Successive British governments of all parties have overlooked the importance of a good education in colonial history, but there is equal neglect of British labour history. In rectifying this, there is no need to debate which history is more important. The two are entwined. Having researched my book, I now realise that our habit of separating these histories actually hampers our understanding of both.
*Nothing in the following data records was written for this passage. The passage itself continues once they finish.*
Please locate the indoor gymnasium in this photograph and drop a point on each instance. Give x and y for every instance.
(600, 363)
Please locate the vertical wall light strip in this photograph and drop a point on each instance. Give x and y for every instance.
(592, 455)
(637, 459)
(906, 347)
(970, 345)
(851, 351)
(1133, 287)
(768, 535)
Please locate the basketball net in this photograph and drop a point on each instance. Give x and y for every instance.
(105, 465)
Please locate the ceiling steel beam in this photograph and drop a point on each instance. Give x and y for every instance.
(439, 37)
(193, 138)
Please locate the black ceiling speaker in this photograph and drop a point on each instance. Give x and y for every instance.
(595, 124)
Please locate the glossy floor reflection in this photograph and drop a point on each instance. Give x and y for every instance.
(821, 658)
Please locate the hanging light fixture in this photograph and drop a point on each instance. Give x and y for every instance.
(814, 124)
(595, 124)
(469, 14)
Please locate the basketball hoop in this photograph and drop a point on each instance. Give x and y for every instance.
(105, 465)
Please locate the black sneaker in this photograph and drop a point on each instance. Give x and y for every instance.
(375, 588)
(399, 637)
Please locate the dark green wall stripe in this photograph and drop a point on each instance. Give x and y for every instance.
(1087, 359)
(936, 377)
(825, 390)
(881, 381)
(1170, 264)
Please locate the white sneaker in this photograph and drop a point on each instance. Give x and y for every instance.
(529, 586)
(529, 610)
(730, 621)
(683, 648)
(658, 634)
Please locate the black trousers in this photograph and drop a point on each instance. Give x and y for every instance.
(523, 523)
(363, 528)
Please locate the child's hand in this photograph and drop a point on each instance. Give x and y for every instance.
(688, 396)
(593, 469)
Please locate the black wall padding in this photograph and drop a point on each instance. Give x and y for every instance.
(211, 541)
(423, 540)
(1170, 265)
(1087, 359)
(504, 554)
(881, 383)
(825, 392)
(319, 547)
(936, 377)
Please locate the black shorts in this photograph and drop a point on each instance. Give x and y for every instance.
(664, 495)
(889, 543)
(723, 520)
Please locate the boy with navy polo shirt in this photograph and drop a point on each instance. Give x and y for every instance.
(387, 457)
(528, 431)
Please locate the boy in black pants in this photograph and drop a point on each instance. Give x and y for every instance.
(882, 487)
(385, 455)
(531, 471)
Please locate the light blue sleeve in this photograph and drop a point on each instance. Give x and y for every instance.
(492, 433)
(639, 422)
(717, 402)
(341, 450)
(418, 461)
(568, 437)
We are living in an age of quarrelsome generations, misinformation and keyboard warriors. We’re also afflicted by longstanding tensions between rural and urban cultures, leaving different sections of society with conflicted feelings about our countryside and rural affairs. Given these adverse conditions, it might be timely to address both these histories at once. These are shared histories which cut across generational and cultural divides. Learning about their interconnection potentially connects those whose family histories sit on either side of the colonial divide as well as revealing the relevance of rural history to those who are descended from colonised people.
Corinne Fowler is Professor of Colonialism and Heritage at the University of Leicester. Her book Our Island Stories: Country Walks Through Colonial Britain is published by Penguin Allen Lane.